An expert panel is advising the US Centers for Disease Control and Prevention (CDC) to add adult smokers to the list of people that should be vaccinated against bacteria that cause pneumonia, meningitis and other diseases.

Currently the US federal agency recommendation for vaccination against pneumonia includes children the elderly, and other vulnerable groups, but a meeting in Atlanta earlier this week of the CDC’s Advisory Committee on Immunization Practices (ACIP) concluded that adult smokers should be added to the list because they have a higher risk of lung and respiratory infection.

This is the first time an advisory panel has recommended a vaccine only for smokers.

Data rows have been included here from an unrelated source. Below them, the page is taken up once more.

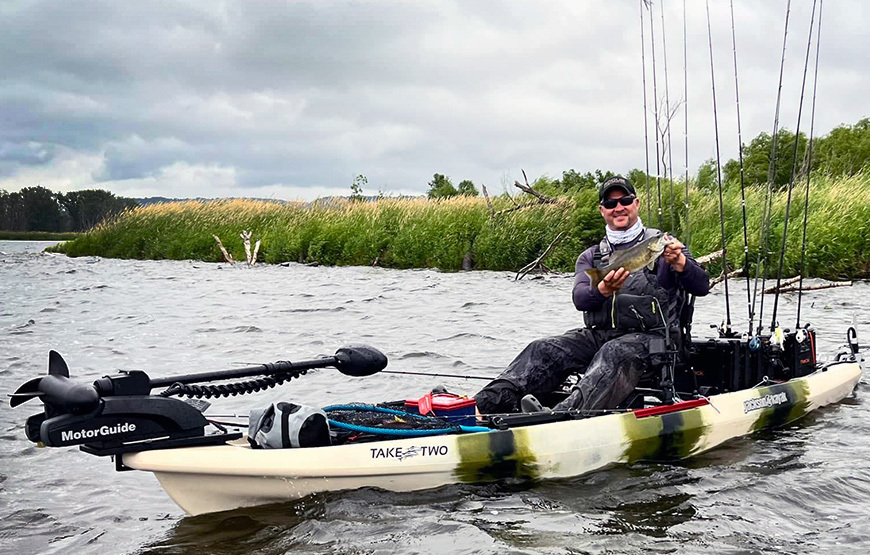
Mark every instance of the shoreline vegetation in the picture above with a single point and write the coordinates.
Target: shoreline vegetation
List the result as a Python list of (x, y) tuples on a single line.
[(38, 235), (466, 232)]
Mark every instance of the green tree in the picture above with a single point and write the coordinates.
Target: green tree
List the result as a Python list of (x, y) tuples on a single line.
[(356, 187), (756, 159), (441, 187), (89, 207), (466, 187), (41, 209), (844, 151)]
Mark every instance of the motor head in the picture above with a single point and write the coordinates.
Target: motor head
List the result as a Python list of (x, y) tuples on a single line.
[(359, 360)]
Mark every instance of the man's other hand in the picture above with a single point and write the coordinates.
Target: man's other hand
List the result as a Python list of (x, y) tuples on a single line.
[(613, 281), (674, 256)]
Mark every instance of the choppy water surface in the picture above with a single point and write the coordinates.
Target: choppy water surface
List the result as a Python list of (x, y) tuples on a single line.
[(801, 489)]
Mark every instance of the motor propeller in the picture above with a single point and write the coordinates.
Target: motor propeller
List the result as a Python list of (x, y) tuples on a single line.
[(65, 396), (57, 390)]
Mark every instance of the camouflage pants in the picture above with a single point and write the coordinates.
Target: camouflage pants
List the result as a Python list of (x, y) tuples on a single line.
[(612, 364)]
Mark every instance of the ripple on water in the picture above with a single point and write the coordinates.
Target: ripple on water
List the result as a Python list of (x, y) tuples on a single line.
[(801, 489)]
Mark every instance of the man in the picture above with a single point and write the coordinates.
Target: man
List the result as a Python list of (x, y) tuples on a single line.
[(612, 360)]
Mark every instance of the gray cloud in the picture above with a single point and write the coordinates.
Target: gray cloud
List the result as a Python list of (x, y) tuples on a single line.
[(295, 98)]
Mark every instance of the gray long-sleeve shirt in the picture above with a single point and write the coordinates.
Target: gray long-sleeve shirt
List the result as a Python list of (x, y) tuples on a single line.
[(693, 279)]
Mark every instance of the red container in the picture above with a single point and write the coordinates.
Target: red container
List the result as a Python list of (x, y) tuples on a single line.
[(458, 410)]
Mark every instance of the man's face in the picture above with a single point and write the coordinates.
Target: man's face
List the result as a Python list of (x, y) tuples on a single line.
[(620, 217)]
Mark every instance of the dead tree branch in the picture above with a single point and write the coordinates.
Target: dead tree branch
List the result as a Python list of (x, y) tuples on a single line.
[(709, 257), (790, 287), (227, 256), (716, 281), (537, 265), (786, 283), (488, 201)]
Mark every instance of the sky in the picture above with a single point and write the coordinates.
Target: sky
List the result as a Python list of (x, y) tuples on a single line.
[(292, 100)]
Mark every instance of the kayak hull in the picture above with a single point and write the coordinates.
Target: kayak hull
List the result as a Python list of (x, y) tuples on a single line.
[(218, 478)]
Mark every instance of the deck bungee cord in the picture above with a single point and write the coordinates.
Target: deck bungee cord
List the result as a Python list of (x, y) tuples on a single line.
[(730, 386)]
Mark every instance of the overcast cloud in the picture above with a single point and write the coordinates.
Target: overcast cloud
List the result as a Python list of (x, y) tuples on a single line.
[(293, 99)]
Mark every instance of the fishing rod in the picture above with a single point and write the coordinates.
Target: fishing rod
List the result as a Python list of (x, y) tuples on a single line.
[(793, 170), (656, 114), (749, 306), (645, 120), (436, 375), (809, 168), (669, 167), (688, 229), (771, 173), (719, 179)]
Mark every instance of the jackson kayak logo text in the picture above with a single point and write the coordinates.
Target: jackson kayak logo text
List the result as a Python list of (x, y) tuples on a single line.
[(772, 400), (102, 431), (403, 453)]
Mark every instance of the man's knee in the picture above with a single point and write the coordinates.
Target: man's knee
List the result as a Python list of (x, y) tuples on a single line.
[(498, 396)]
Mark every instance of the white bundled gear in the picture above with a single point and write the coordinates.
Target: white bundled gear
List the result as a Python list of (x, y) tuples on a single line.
[(283, 425)]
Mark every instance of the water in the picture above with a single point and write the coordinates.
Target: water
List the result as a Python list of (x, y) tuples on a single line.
[(795, 490)]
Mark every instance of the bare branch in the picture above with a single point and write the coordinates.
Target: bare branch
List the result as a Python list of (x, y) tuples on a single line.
[(227, 256), (537, 265), (709, 257)]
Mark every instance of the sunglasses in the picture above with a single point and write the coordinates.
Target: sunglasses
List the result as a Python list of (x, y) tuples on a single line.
[(610, 203)]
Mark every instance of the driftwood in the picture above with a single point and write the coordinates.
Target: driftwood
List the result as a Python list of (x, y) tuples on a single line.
[(783, 285), (488, 201), (227, 256), (250, 258), (721, 278), (789, 286), (541, 198), (538, 265), (544, 199)]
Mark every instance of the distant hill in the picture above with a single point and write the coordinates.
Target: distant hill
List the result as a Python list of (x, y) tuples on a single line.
[(163, 200)]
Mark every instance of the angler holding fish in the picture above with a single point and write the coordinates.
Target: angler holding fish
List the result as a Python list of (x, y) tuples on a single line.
[(633, 289)]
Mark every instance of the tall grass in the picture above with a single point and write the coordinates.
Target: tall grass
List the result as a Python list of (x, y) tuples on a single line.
[(421, 233)]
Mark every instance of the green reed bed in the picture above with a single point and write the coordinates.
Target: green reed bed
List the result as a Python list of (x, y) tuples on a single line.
[(421, 233)]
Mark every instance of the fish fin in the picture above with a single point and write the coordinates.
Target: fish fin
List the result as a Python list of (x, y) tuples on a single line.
[(594, 275)]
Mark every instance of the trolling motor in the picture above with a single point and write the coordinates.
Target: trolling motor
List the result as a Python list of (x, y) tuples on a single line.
[(118, 414)]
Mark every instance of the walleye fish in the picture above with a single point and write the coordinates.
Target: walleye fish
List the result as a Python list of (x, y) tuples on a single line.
[(633, 258)]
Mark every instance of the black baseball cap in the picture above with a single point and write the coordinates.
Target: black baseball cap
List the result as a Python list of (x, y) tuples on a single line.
[(614, 182)]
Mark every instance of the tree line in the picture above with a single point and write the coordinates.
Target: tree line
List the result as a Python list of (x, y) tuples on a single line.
[(843, 152), (40, 209)]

According to a report in WebMD, the CDC currently advises the following groups to receive pneumococcal polysaccharide vaccine:

  • All persons aged 65 and over.
  • All persons aged 2 and over with weak immune systems, for instance people undergoing chemotherapy or infected with HIV.
  • All persons aged 2 and older who have chronic medical conditions such as diabetes, kidney or lung disease, alcoholism, heart disease.
  • People who don’t have a spleen or it doesn’t function, and anyone who has sickle cell disease.

According to Reuters, CDC spokesman Curtis Allen said in an email that the advisory panel had recommended smokers between 19 and 64 years of age should also receive pneumococcal vaccines.

“The committee also recommended smokers who receive pneumococcal vaccine also undergo stop smoking counseling,” he added.

The ACIP has previously recommended that starting in 2009, adults who have asthma should receive pneumococcal vaccines.

Pneumonia is a common complication of flu, especially in the elderly, and is thought to be the main cause of the 36,000 deaths a year that result from the flu.

The Associated Press reported that a CDC scientist said it was not clear why smokers were more susceptible, but some experts suggest it could be something to do with the damage that smoking does to lung and throat tissue that allows the bacteria to get a foothold and then cause infection.

Over 20 per cent of adult Americans are smokers (about 31 million adults), and the risk of contracting a pneumococcal disease increases the longer a person remains a smoker and the more cigarettes they smoke. More than 24 cigarettes a day increases the risk of getting a pneumococcal disease by over 5 times: even smoking one cigarette a day doubles the risk, reports WebMD.

About half of otherwise healthy adults who get seriously ill with pneumococcal infections are smokers.